L’ange gardien

Sur le badge d’identité épinglé à la blouse blanche de Sandrine, il est écrit : orthophoniste, mais on devrait lire : ange gardien. C’est elle qui a instauré le code de communication sans lequel je serais coupé du monde. Hélas ! si la plupart de mes amis ont adopté le système après apprentissage, ici, à l’hôpital, il n’y a que Sandrine et une psychologue pour le pratiquer. Le plus souvent je n’ai donc qu’un maigre arsenal de mimiques, clignements d’yeux et hochements de tête pour demander qu’on ferme la porte, décoince une chasse d’eau, baisse le son de la télé ou remonte un oreiller. Je ne réussis pas à tous les coups. Au fil des semaines, cette solitude forcée m’a permis d’acquérir un certain stoïcisme et de comprendre que l’humanité hospitalière se divise en deux. Il y a la majorité qui ne franchira pas le seuil sans essayer de piger mes SOS, et les autres, moins consciencieux, qui s’éclipsent en feignant de ne pas voir mes signaux de détresse. Tel cet aimable abruti qui m’a éteint le match de football Bordeaux-Munich à la mi-temps en me gratifiant d’un « Bonne nuit » sans appel. Au-delà des aspects pratiques, cette incommunicabilité pèse un peu. C’est dire le réconfort que je ressens deux fois par jour quand Sandrine frappe à la porte, passe une frimousse d’écureuil pris en faute et chasse d’un coup tous les mauvais esprits. Le scaphandre invisible qui m’enserre en permanence semble moins oppressant.
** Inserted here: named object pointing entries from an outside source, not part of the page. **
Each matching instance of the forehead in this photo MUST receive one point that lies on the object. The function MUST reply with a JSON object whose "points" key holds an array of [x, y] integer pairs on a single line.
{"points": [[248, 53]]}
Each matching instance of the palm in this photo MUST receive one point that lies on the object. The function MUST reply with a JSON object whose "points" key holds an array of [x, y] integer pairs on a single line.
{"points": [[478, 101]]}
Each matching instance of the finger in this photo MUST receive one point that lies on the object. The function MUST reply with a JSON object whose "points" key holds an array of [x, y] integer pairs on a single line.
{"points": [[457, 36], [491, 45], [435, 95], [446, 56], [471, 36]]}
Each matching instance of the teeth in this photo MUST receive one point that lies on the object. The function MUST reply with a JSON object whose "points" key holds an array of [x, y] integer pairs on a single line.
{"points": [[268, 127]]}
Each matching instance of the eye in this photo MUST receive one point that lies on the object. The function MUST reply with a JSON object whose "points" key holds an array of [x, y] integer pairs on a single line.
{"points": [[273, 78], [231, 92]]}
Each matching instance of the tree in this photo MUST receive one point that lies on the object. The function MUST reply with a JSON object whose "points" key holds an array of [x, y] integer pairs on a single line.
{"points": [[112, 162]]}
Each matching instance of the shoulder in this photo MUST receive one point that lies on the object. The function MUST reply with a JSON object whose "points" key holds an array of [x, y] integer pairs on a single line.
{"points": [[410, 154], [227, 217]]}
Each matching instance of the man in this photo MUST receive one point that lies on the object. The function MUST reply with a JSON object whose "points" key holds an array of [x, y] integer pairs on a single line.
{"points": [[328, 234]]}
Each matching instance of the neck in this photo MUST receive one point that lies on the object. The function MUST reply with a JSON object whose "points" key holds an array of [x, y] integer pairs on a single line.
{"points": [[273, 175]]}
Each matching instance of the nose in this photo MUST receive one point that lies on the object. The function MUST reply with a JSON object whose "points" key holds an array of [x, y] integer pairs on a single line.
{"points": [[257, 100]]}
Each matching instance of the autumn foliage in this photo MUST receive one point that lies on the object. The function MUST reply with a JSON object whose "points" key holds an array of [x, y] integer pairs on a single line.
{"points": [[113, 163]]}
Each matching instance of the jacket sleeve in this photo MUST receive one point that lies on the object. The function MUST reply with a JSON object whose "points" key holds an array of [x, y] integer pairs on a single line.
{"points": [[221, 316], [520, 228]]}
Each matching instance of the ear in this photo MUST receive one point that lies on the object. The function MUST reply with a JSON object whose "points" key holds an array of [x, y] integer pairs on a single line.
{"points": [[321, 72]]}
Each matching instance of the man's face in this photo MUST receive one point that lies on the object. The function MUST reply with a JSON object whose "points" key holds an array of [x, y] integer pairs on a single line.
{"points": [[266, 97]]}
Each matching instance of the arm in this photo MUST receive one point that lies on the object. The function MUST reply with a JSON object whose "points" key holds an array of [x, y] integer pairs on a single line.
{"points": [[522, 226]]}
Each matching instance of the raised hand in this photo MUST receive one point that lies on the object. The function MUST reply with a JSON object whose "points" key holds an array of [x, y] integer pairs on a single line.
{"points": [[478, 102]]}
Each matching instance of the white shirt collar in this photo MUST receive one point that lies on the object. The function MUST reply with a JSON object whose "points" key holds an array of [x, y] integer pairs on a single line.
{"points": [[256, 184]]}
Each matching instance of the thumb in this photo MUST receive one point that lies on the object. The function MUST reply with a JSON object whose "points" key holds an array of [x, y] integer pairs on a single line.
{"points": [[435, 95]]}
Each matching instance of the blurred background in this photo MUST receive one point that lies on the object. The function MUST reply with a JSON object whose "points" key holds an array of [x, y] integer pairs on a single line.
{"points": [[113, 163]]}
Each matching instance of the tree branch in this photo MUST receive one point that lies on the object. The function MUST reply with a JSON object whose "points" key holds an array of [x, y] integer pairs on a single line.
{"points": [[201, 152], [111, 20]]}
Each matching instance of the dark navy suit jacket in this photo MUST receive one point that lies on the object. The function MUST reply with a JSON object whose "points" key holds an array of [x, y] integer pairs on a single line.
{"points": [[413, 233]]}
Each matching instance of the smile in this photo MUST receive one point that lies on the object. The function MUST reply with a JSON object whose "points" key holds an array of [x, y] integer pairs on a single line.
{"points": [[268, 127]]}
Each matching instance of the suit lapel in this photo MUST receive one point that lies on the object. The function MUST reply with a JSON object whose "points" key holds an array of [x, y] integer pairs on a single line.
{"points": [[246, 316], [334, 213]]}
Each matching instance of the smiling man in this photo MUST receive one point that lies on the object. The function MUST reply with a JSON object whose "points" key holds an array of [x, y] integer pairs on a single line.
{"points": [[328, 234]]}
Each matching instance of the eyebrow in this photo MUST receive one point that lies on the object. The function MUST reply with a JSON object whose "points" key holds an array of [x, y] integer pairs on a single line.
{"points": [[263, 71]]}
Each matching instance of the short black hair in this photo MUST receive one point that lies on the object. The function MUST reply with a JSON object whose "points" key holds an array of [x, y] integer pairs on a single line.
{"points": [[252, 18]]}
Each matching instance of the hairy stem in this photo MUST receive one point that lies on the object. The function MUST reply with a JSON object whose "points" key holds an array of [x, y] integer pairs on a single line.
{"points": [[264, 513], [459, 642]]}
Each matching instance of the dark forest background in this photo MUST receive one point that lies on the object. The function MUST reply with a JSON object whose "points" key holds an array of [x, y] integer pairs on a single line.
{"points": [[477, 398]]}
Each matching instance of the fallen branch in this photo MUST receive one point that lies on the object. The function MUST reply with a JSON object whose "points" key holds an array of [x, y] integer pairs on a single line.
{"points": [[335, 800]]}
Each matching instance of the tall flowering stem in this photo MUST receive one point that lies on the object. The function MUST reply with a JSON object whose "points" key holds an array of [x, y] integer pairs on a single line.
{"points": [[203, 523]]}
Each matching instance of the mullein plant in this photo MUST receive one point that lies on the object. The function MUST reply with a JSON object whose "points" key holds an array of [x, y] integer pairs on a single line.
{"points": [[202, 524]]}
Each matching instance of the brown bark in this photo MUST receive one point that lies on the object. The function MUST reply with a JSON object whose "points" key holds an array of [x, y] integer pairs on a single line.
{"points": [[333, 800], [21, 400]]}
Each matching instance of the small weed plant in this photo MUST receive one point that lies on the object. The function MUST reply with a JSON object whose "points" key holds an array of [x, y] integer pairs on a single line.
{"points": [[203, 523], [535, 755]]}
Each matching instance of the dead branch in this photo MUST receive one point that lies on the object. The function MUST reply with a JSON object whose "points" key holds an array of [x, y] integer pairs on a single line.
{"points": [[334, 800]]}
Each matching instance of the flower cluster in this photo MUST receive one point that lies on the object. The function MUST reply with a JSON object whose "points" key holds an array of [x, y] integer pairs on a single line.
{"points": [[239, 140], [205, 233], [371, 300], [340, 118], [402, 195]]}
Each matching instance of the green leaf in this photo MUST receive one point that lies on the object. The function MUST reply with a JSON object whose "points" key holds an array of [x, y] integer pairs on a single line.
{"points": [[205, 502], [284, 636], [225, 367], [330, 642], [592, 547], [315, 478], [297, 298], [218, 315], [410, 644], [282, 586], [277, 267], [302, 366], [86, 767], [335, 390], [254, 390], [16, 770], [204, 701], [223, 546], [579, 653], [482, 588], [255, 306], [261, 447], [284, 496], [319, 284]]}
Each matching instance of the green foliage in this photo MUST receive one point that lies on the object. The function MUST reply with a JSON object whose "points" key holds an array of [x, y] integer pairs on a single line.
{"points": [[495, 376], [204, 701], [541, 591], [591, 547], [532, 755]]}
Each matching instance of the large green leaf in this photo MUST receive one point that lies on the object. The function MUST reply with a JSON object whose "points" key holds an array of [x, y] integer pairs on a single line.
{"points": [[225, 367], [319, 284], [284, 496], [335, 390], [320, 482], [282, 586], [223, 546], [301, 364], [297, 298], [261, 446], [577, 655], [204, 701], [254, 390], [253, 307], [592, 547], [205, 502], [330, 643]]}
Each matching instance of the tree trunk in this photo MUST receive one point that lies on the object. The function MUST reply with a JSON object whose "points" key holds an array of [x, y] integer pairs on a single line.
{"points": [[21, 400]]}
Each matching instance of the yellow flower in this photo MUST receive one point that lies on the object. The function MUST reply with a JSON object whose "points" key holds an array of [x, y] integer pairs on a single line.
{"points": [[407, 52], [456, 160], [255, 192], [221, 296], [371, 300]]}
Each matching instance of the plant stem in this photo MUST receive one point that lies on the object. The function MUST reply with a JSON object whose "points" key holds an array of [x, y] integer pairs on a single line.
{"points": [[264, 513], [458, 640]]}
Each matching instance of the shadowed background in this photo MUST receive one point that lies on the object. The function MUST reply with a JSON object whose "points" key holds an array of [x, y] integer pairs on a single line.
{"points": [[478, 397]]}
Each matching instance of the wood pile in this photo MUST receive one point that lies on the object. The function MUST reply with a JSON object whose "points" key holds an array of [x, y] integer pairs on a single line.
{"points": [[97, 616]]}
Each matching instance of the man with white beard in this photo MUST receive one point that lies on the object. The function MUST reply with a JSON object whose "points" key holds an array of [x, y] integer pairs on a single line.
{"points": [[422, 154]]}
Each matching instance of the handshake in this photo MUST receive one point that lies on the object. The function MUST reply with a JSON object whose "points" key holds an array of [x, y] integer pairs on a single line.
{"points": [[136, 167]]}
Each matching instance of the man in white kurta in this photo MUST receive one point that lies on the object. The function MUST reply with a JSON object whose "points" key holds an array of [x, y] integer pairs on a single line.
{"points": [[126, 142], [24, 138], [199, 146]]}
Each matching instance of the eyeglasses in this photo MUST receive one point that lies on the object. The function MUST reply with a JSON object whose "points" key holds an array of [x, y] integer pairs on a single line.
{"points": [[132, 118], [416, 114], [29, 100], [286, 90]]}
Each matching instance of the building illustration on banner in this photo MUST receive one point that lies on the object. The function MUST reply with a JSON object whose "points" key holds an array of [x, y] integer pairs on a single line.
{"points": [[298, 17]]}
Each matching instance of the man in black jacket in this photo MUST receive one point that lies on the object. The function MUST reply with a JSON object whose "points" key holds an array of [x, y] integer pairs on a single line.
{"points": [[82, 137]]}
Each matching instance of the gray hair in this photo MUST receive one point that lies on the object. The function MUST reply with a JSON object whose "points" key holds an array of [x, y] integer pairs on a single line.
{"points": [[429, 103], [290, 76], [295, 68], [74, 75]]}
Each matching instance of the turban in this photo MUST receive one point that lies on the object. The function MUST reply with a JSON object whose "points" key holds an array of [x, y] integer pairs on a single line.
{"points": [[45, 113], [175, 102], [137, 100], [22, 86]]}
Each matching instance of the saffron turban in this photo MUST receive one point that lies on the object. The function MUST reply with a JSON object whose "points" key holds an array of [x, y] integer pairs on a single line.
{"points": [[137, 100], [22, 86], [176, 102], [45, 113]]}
L’orthophonie est un art qui mérite d’être connu. Vous n’imaginez pas la gymnastique effectuée machinalement par votre langue pour produire tous les sons du français. Pour l’instant je bute sur le « l », piteux rédacteur en chef qui ne sait plus articuler le nom de son propre journal. Les jours fastes, entre deux quintes de toux, je trouve le souffle et l’énergie pour sonoriser quelques phonèmes. Pour mon anniversaire, Sandrine a réussi à me faire prononcer l’alphabet de façon intelligible. On ne pouvait me faire de plus beau cadeau. J’ai entendu les vingt-six lettres arrachées au néant par une voix rauque venue du fond des âges. Cet exténuant exercice m’a donné l’impression d’être un homme des cavernes en train de découvrir le langage. Le téléphone interrompt parfois nos travaux. Je profite de Sandrine pour avoir quelques proches en ligne et saisir au vol des bribes de vie, comme on attrape un papillon. Ma fille Céleste raconte ses cavalcades à dos de poney. Dans cinq mois, on va fêter ses neuf ans. Mon père explique ses difficultés à tenir sur ses jambes. Il traverse vaillamment sa quatre-vingt-treizième année. Ce sont les deux maillons extrêmes de la chaîne d’amour qui m’entoure et me protège. Je me demande souvent quel effet ont ces dialogues à sens unique sur mes interlocuteurs. Moi, ils me bouleversent. À ces tendres appels, comme j’aimerais ne pas opposer mon seul silence. Certains le trouvent d’ailleurs insupportable. La douce Florence ne me parle pas si je n’ai au préalable respiré bruyamment dans le combiné que Sandrine colle à mon oreille « Jean-Do, êtes-vous là ? » s’inquiète Florence au bout du fil.

Je dois dire que par moments je ne sais plus très bien.